Letting go and giving in…

I guess, if you think about it, we all have trouble letting go.  Especially when what you are leaving behind is better than where you are currently.   I learned some news today that hit me particularly hard.   Like a punch in the stomach from a foe I thought I’d long since vanquished.  Frustrating as it may be for you, dear reader, that news is not mine to tell, but just know this want-to-be writer is devastated by it.

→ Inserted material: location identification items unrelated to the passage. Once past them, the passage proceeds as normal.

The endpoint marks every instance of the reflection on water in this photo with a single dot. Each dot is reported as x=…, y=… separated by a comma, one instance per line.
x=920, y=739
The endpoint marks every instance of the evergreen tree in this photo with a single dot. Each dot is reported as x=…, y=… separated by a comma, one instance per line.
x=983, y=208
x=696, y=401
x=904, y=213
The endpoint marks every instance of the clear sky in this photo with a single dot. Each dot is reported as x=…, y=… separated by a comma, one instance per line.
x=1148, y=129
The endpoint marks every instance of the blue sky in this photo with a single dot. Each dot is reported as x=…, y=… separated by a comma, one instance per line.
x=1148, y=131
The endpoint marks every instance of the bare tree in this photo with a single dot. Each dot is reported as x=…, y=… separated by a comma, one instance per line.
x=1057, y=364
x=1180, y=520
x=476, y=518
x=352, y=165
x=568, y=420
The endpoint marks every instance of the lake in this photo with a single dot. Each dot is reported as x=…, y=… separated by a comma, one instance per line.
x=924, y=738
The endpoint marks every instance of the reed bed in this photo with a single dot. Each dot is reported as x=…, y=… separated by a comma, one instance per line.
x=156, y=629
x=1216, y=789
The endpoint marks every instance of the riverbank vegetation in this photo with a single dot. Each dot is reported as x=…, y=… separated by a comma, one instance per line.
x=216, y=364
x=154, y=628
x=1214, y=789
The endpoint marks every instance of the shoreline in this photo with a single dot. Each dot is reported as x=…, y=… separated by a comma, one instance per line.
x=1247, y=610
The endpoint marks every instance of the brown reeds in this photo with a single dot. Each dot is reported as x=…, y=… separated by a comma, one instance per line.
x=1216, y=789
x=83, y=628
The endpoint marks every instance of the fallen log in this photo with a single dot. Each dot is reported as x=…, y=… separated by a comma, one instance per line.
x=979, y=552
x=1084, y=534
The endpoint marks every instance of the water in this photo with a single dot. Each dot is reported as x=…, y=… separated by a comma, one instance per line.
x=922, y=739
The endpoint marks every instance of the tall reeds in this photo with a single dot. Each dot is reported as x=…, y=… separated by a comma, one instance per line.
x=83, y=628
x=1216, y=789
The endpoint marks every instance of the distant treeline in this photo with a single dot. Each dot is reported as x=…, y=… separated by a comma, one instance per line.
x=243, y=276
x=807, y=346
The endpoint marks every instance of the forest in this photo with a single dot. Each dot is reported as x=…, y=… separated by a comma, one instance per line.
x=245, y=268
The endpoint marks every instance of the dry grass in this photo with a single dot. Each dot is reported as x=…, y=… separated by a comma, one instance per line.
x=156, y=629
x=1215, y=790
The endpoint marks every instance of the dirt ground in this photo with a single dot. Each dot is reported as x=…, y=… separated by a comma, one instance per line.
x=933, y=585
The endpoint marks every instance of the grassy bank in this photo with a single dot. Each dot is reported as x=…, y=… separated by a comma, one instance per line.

This presents a unique opportunity for self-reflection and reassessment of what I thought the future would hold for me.  The fantasies I guess I thought subconsciously would become reality, even if I didn’t realize it.  The final chapter has changed, you could say.   The way I thought the play would end at my curtain call is now black to me.  I realize how strongly I believed in this false future now, even though I didn’t know it.  I realize now how powerful our secret hopes and thoughts, even the ones we don’t talk about to ourselves, in the little corners of our subconscious mind, hidden away like an old action figure in the closet or a blanket that comforted us as children are.   How they can shape our decisions, how we treat others, as we guide ourselves in autopilot toward that destiny we’ve created for ourselves and the impact that can have on our reality when the illusion is shattered.

So, after that pleonastic description I’ve used about how I feel, knowing now what I didn’t 24 hours ago, I have to face the fact that I don’t know what the fuck is going to happen to me.  Where I’ll be in 5 months, 5 years…  I guess the only certainty if I continue on the path of 5 is decades…  I am quite sure in 50 years I will be gone from this earth and these words will only be seen by a curious loved one or perhaps a great-grandson or a sleuth of a great-great-grand-daughter.

So, for the reader now, in my time, or the loved future relative or even the wanderer of history who stumbles upon this melancholy of infinite sadness (look it up, you can thank my dead ass for some great tunes from the 1990’s)…   I can only impart these words, wisdom not guaranteed, but what I know for myself to be true…

Don’t take the moment you are living in now, right now, as you read this, for granted. Think long and hard and with discernment on the decisions you make and how they may affect the future you desire and be honest with yourself about what it is you really want from your life and how you see your final moments in this play that never ends, but sadly you only get a short time as a character in.